Closed botev closed 8 years ago

botev commented 8 years ago

It would be nice if the BatchNormalizationLayer, rather than supporting a "single_pass" would support "collect" where it will collect the variables in minibatches. If the dataset is big enough the "single_pass" could fail. Alternative would be something like this:

if collect:
                # This will collect the dataset statistics on minibatches
                # However to this accurately we will need a new extra variable
                # for E[x^2] and use its average instead of the std
                running_ex2 = theano.shared(np.zeros_like(self.std.get_value()))
                t = theano.shared(1)
                ex2 = input.sqr().mean(self.axes, keepdims=True)
                mean_update = ((t-1) / t) * running_mean + mean / t
                ex2_update = ((t-1) / t) * running_ex2 + ex2 / t
                std_update = (ex2_update - mean_update.sqr() + self.epsilon).sqrt()
                # Set the default updates
                running_mean.default_update = mean_update
                running_ex2.default_update = ex2_update
                running_std.default_update = std_update
                t.default_update = t + 1
                # and include them in the graph so their default updates will be
                # applied (although the expressions will be optimized away later)
                mean += 0 * running_mean + 0 * t
                std += 0 * running_std + 0 * running_ex2
            else:
                # During training instead we use a geometric moving average
                running_mean.default_update = ((1 - self.alpha) * running_mean +
                                               self.alpha * mean)
                running_std.default_update = ((1 - self.alpha) * running_std +
                                              self.alpha * std)
                # and include them in the graph so their default updates will be
                # applied (although the expressions will be optimized away later)
                mean += 0 * running_mean
                std += 0 * running_std
skaae commented 8 years ago

It would be nice if the BatchNormalizationLayer, rather than supporting a "single_pass" would support "collect" where it will collect the variables in minibatches.

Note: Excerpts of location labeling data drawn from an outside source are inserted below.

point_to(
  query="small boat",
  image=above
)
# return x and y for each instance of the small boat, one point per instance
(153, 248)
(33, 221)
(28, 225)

I think it does. If you set alpha to e.g. 0.5 ? This is untested, but should work?

botev commented 8 years ago

That would take geometric average over the minibatches, e.g. for 3 minibatches:

mean = 0.125*m_1  + 0.25*m_2 + 0.5*m_3 

where you want in the end is

mean = 0.333 * m_1 + 0.333 * m_2 + 0.333 * m_3

Or am I missunderstanding what the point of the "single_pass" is?

skaae commented 8 years ago

Single pass assumes that you pass the entire dataset through the network in a single batch. That way you collect the correct statistics for all batch normalization layers.

It's probably correct that alpha!='single_pass' uses a geometric average. Its copied from @f0k 's implementation.

botev commented 8 years ago

Aha, I get it. Well then what I suggest is just convinience for collecting it after training is done! Thanks for the clarification.